How can k8s provide more efficient and stable editing capability? Analysis of implementation mechanism of k8s Watch

Time:2022-5-7

About us

For more cases and knowledge about cloud native, please pay attention to the [Tencent cloud native] official account with the same name~

Benefits:

① The background of the official account replies to the [manual] to obtain the “Tencent cloud native roadmap manual” & “Tencent cloud native best practices”~

② The official account backstage reply [series] can obtain the collection of 15 series of 100+ super practical cloud native original dry goods, including kubernetes cost reduction and efficiency increase, k8s performance optimization practices, best practices and other series.

③ The back office of the official account replies to the [white paper] to obtain the Tencent cloud container security white paper and the source of cost reduction – cloud native cost management white paper v1.0

④ The backstage Reply of the official account [introduction to speed of light] can obtain the 50000 word essence tutorial of Tencent cloud experts, Prometheus and grafana.

author

Wang Cheng, R & D Engineer of Tencent cloud and kubernetes member, is engaged in containerization of database products, resource management and control, and pays attention to kubernetes, go and cloud native fields.

catalogue

1. General

2. Start with http

2.1 Content-Length

2.2 Chunked Transfer Encoding

2.3 HTTP/2

3. Apiserver startup

4. Etcd resource encapsulation

5. Client watch implementation

6. Server watch implementation

7. Summary

summary

Entering the k8s world, you will find that almost all objects are abstracted as resources, including k8s core resources (POD, service, namespace, etc.), CRD and apiservice extended resource types.
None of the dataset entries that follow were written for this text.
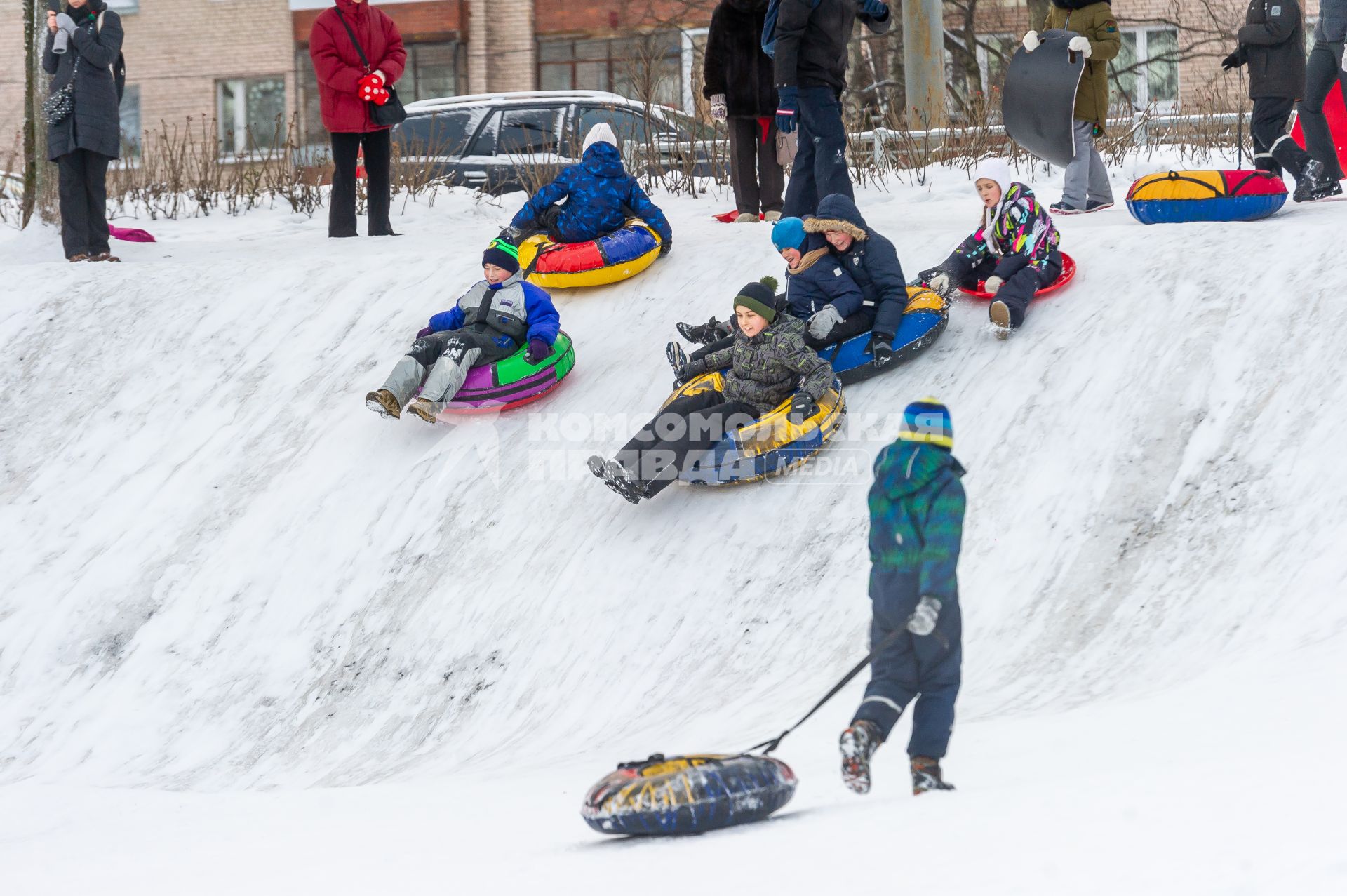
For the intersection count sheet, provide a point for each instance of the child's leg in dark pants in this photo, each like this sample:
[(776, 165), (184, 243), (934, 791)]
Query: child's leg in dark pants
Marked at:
[(688, 426)]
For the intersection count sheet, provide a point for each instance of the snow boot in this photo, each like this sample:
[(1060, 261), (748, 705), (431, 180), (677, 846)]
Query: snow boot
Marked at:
[(1064, 208), (426, 410), (704, 333), (859, 744), (1313, 184), (384, 402), (616, 477), (883, 352), (926, 775), (1000, 314)]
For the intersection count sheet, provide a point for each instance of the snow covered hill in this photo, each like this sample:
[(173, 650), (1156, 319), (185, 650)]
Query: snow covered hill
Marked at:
[(231, 593)]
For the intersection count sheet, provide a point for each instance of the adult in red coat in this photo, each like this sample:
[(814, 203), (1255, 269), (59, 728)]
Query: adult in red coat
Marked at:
[(345, 89)]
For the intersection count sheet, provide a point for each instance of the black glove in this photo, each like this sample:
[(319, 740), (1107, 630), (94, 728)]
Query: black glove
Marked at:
[(538, 349), (803, 407)]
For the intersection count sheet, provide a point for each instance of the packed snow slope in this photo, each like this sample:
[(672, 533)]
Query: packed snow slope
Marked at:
[(222, 573)]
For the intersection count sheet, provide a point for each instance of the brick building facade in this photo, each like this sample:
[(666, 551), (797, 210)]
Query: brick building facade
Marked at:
[(236, 65)]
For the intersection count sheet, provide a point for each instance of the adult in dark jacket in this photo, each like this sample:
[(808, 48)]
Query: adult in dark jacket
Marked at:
[(1272, 44), (1323, 69), (345, 91), (589, 200), (872, 262), (916, 531), (811, 57), (739, 84), (91, 136)]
At the same time, k8s bottom layer abstracts these resources into restful storage. On the one hand, the server is stored in etcd in the form of directory (/ registry / xxx). On the other hand, it also provides restful API interface for the client to facilitate the operation of resources (get / post / put / patch / delete, etc.).

K8s watch API is a mechanism to continuously monitor the changes of resources. When there are any changes in resources, they can be transmitted to the client in real time, sequentially and reliably, so that users can flexibly apply and operate against the target resources.

How is the k8s watch mechanism implemented? What technologies does the bottom layer depend on?

This paper will analyze the implementation mechanism of k8s watch from the aspects of HTTP protocol, apiserver startup, etcd watch encapsulation, server watch implementation, client watch implementation and so on.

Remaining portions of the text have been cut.